Embracing digital leadership
Once I had gained experience across the spectrum of the health technology ecosystem, I felt in a better position to build technologies that would have a wider impact on healthcare and address some of the issues that I had encountered as a clinician. Vinehealth was started to support the self-management of those going through cancer first and foremost, but also to facilitate patient–clinician communication and remote management. The platform applies an evidence-based behavioural science approach to help patients going through cancer to track, understand and optimise their medication-taking, symptoms and lifestyle, allowing people to feel more in control of their treatment and its corresponding side effects.8,9
Through empowering patients, the platform can collect large-scale data on how particular drugs are affecting patients’ quality of life, supporting the optimisation of clinical services and research to develop new and better treatments.
Currently, 96% of cancer patients never get access to clinical trials.10 This has a knock on effect on the size and quality of data able to be used for the creation of the next generation of life-saving drugs. Highly orchestrated clinical trials collect limited data and there is a sector-wide shift towards being able to collect and learn from real-time patient-generated data that reflects the real-world experience that cancer patients live through day-to-day. It is crucial that both patients and clinicians are able to weigh up not just the survival impact of any therapeutic drug, but its impact on quality of life. The Vinehealth platform collects the data to enable this.

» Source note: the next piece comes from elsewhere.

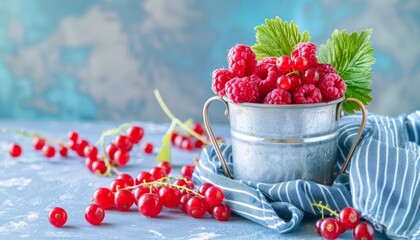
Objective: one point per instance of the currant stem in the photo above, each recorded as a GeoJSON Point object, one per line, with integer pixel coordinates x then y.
{"type": "Point", "coordinates": [176, 120]}
{"type": "Point", "coordinates": [325, 207]}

Founding a business is undoubtedly daunting, particularly as a medic entering a commercial environment that often tends not to follow the kind of evidence-based practice to which we're accustomed. Nowhere is this more true than in investment, and as a female founder looking to fundraise, you are frequently reminded of the stacked odds: namely that only 12% of venture capital funding goes to female founders, 2.7% to female CEOs and 0.2% to female founders of colour.11 Although it can be easy to be put off by these facts, the last couple of years have seen increasing efforts to ensure investment is fair and merit-based, and these numbers are starting to shift.
Ultimately, my current position could not have been made possible without the incredible breadth of experiences now available to clinicians within an increasingly modern healthcare service. Connecting the dots of how disparate parts of the system function and carving a niche is increasingly possible for clinicians wanting to fulfil broadening interests and effect change.
Final thoughts
Behavioural science is now consciously applied to the design of almost every service and product we use in our lives, and healthcare should be no exception. Patients are human and, as such, their choices will be subject to the decision-making environment around them; the information given and its timeliness, the ease of each choice and its attractiveness. As our population ages and chronic diseases increase in prevalence, we must accommodate human nature and behaviours in how we deliver healthcare services to do our best for the patients who rely upon them.